Conformément à la procédure étiologique qui tout en servant de commentaire aux sites visités par Pausanias détermine aussi sa quête, à la légende fait suite l’itinéraire (chap. 29, 5-30, 11). Le chemin qui conduit au sanctuaire des Muses est marqué par deux monuments en relation avec l’art de la poésie : un bas-relief avec le portrait d’Euphémé, la nourrice des Muses ; dans la cavité d’un rocher, un portrait du poète légendaire Linos, le rival en musique d’Apollon, auquel on offre un sacrifice héroïque (enagízousin) avant de sacrifier (thusía) aux Muses elles-mêmes. Probablement à l’intérieur du sanctuaire, les neuf Muses étaient honorées par deux groupes de statues. Ces statues étaient flanquées d’un groupe en bronze représentant la lutte d’Apollon et d’Hermès pour la possession de la lyre ainsi que de deux statues de Dionysos. Dans l’enceinte sacrée, Pausanias voit encore les images de plusieurs poètes et musiciens : Thamyris avec sa lyre brisée par les Muses, Arion de Méthymne sauvé par le dauphin, l’aulète Sacadas d’Argos, Hésiode tenant sur les genoux une cithare en lieu et place du rameau de laurier que ferait attendre la lecture des vers du poète — ajoute le Périégète en faisant allusion au don des Muses dans le proème de la Théogonie (v. 30). La mention finale d’une statue d’Orphée le Thrace enchantant avec Télété différents animaux permet à Pausanias de boucler sa description de figures en relation avec la musique par l’équivalent d’une structure annulaire sur le plan de l’étiologie : en mentionnant la double généalogie du poète légendaire, Pausanias fait remonter son lecteur de l’Hélicon en Piérie, puis de Piérie en Thrace4. Par le recours initial et final à la légende étiologique, la description encadre l’espace consacré sur l’Hélicon aux Muses de Béotie dans ces domaines de légende que sont, quant à la musique, la Piérie et la Thrace.
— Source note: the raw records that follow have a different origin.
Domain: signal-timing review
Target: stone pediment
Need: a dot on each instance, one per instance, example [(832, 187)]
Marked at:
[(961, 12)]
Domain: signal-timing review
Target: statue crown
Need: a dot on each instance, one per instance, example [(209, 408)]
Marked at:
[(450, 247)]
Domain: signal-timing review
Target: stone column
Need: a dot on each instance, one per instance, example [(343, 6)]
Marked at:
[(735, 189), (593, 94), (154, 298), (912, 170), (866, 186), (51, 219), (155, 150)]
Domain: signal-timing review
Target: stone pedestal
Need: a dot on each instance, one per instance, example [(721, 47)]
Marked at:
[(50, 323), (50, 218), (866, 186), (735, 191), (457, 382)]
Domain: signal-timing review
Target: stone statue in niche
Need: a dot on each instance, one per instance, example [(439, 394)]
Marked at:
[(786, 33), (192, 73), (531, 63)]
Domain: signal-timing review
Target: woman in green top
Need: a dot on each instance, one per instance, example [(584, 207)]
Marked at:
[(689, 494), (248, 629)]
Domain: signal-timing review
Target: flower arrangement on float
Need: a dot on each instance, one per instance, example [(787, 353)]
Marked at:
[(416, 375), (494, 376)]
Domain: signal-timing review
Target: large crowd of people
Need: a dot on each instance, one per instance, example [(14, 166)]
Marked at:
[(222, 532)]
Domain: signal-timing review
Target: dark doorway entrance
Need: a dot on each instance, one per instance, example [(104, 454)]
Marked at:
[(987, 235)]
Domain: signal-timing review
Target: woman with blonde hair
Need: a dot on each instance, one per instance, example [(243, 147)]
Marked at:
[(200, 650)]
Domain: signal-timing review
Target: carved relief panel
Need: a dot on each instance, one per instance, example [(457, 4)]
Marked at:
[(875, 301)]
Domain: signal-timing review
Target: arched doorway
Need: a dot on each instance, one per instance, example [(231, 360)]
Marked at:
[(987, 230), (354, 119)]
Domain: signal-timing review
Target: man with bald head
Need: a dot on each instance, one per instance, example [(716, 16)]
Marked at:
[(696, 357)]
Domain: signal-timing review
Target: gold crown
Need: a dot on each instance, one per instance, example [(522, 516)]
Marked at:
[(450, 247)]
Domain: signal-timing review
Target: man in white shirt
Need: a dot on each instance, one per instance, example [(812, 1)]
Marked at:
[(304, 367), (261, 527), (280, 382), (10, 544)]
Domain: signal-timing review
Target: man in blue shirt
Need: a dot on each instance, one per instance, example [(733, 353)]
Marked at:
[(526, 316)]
Ce n’est qu’après une longue digression sur les différentes versions de la mort d’Orphée et sur la localisation de son tombeau qu’une comparaison des hymnes orphiques avec la beauté de ceux attribués à Homère permet le retour sur l’Hélicon (chap. 31, 1-3). A travers la mention résiduelle d’une statue d’Arsinoé, probablement la sœur et l’épouse de Ptolémée II Philadelphe, de celle de Télèphe, le fils d’Héraclès, en nourrisson, et de celle de Priape, le dieu des pâturages, on revient en particulier à Hésiode, avec le célèbre trépied que le poète aurait consacré sur l’Hélicon pour célébrer sa victoire au concours de chant de Chalcis sur l’Euripe. C’est seulement à la suite de cette brève énumération que, par une référence aux hommes du voisinage, Pausanias mentionne la célébration dans le sanctuaire des Muses des Mouséia par les gens de Thespies ; ceux-ci organisaient de plus en l’honneur d’Eros des jeux non seulement musicaux, mais également athlétiques5.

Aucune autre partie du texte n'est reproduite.